Multi-model ensemble challenges and calibration issues
The critical importance of data quality and proper evaluation
Why 66% accuracy on a real problem teaches more than 99% on toy datasets
Production ML is 80% engineering, 20% modeling

📊 Results

Model	Accuracy	Precision	Recall	F1 Score
CodeBERT	66.35%	68.42%	47.97%	56.40%
GraphCodeBERT	61.66%	55.57%	77.23%	64.63%
CodeT5	56.68%	51.71%	68.14%	58.80%

Baseline comparison: 12% improvement over regex patterns (54% accuracy)

🚀 Quick Start

Installation

git clone https://github.com/yourusername/vulnai.git
cd vulnai
pip install -r requirements.txt

Download Dataset

python data/download_data.py
python data/preprocess.py

Train Models

# Train individual models
python src/train.py --model codebert
python src/train.py --model graphcodebert
python src/train.py --model codet5

# Or train all at once
python scripts/train_all_models.py

Inference

from src.inference import VulnerabilityDetector

detector = VulnerabilityDetector(model_name='graphcodebert')

code = '''
def get_user(user_id):
    query = "SELECT * FROM users WHERE id=" + user_id
    return execute(query)
'''

result = detector.predict(code)
print(f"Prediction: {result['prediction']}")
print(f"Confidence: {result['confidence']:.2%}")
# Output: Prediction: VULNERABLE, Confidence: 87%

CLI Usage:

# Analyze code string
python -m src.inference --code "query = 'SELECT * WHERE id=' + uid"

# Analyze file
python -m src.inference --file vulnerable_code.c --model graphcodebert

🔬 Models

CodeBERT

Architecture: BERT pre-trained on code (6 programming languages)
Parameters: 125M
Strength: Keyword-based patterns (e.g., strcpy, eval)
Weakness: Misses structural vulnerabilities

GraphCodeBERT ⭐ (Best F1)

Architecture: Graph-aware BERT (understands data flow)
Parameters: 125M
Strength: Structural vulnerabilities (loops without bounds, control flow issues)
Weakness: Slower inference due to graph construction

CodeT5

Architecture: T5 encoder-decoder adapted for code
Parameters: 220M
Strength: Larger capacity for complex patterns
Weakness: Encoder-decoder not ideal for classification tasks

📚 Dataset

Devign (Microsoft Research, 2019)

Size: 21,854 C functions from real projects
Source: QEMU, FFmpeg, Linux kernel, Pidgin
Labels: Binary (vulnerable / safe)
Split: 80% train, 10% val, 10% test
Quality assurance: Zero data leakage verified (aggressive deduplication)
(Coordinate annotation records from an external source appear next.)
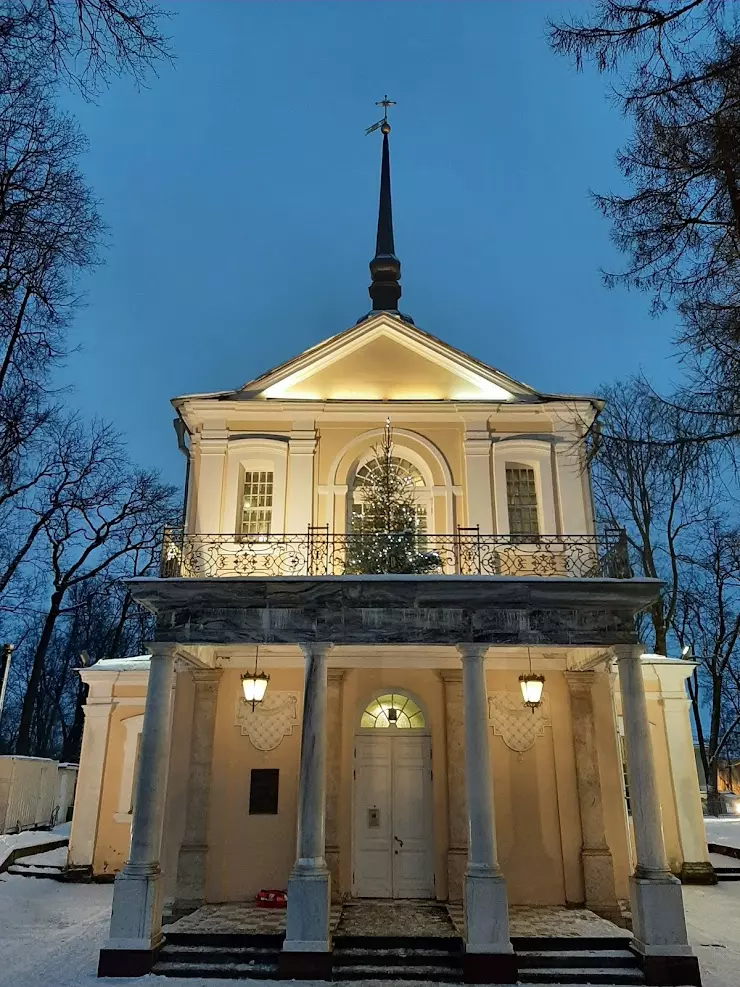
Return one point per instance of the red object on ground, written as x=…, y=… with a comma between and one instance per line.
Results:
x=271, y=899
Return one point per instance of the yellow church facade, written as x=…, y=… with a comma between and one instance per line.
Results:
x=337, y=711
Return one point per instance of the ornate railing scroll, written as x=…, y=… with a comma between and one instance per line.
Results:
x=319, y=552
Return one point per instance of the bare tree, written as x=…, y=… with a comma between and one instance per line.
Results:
x=112, y=512
x=678, y=65
x=82, y=43
x=659, y=490
x=707, y=621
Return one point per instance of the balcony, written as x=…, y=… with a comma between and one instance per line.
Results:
x=318, y=552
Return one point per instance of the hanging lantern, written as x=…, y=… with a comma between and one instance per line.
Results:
x=531, y=686
x=254, y=684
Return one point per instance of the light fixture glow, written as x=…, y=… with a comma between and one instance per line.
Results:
x=531, y=686
x=254, y=684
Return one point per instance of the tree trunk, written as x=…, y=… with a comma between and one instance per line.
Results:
x=24, y=744
x=73, y=740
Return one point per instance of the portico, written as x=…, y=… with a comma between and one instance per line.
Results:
x=191, y=614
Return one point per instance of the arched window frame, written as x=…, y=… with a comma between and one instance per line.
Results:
x=423, y=493
x=408, y=696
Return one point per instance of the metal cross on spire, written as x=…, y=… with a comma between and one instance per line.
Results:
x=382, y=124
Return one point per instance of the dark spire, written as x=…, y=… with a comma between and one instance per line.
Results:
x=385, y=267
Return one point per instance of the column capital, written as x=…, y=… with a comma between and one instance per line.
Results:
x=316, y=649
x=580, y=681
x=475, y=652
x=161, y=649
x=624, y=652
x=206, y=676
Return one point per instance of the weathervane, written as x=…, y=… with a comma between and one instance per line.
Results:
x=383, y=124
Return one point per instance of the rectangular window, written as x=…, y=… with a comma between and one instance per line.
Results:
x=263, y=791
x=257, y=502
x=521, y=496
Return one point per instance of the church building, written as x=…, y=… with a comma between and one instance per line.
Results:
x=395, y=682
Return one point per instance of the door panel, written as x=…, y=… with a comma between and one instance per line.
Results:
x=373, y=873
x=393, y=816
x=413, y=875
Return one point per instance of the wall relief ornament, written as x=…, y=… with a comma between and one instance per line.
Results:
x=516, y=724
x=272, y=720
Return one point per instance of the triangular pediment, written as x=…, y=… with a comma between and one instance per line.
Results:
x=386, y=359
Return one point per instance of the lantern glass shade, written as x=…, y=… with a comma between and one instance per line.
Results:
x=255, y=686
x=532, y=686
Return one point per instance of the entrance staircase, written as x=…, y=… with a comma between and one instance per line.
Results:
x=569, y=960
x=435, y=959
x=227, y=955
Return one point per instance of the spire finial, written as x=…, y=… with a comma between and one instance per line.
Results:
x=385, y=267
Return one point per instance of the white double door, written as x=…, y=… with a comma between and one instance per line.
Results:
x=393, y=830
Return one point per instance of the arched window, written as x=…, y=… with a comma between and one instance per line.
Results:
x=409, y=476
x=393, y=711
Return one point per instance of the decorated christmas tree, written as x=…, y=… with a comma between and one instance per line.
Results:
x=385, y=534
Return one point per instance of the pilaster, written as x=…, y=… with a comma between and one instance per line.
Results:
x=457, y=813
x=193, y=856
x=596, y=858
x=335, y=687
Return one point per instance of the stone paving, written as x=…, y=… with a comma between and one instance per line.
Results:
x=396, y=918
x=239, y=917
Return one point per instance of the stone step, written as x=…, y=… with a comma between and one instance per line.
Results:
x=554, y=958
x=390, y=971
x=224, y=971
x=610, y=976
x=346, y=958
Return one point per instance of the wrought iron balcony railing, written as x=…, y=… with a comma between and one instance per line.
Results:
x=319, y=552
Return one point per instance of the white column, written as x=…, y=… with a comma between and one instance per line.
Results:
x=136, y=916
x=596, y=858
x=90, y=781
x=299, y=500
x=193, y=856
x=309, y=887
x=658, y=923
x=478, y=486
x=486, y=907
x=672, y=675
x=334, y=776
x=457, y=813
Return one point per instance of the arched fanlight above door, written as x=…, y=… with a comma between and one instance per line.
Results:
x=393, y=710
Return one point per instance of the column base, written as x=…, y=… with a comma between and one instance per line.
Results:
x=670, y=971
x=305, y=966
x=698, y=872
x=486, y=915
x=658, y=921
x=136, y=913
x=598, y=883
x=126, y=962
x=309, y=907
x=490, y=968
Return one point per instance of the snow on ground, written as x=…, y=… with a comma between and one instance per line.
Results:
x=724, y=830
x=31, y=837
x=51, y=932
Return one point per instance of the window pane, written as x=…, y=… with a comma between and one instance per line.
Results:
x=257, y=503
x=521, y=495
x=407, y=714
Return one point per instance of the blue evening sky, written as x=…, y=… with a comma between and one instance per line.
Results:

⚠️ Limitations & Lessons Learned

What Didn't Work:

❌ Ensemble failed (50% accuracy = random guessing)

Root cause: Model disagreement without proper calibration
Learning: Ensemble methods require careful probability calibration
Fix needed: Platt scaling or meta-model stacking

❌ CodeT5 underperformed despite more parameters

Root cause: Encoder-decoder architecture not suited for classification
Learning: Model design matters more than parameter count

❌ Gap from production tools (80-88% accuracy)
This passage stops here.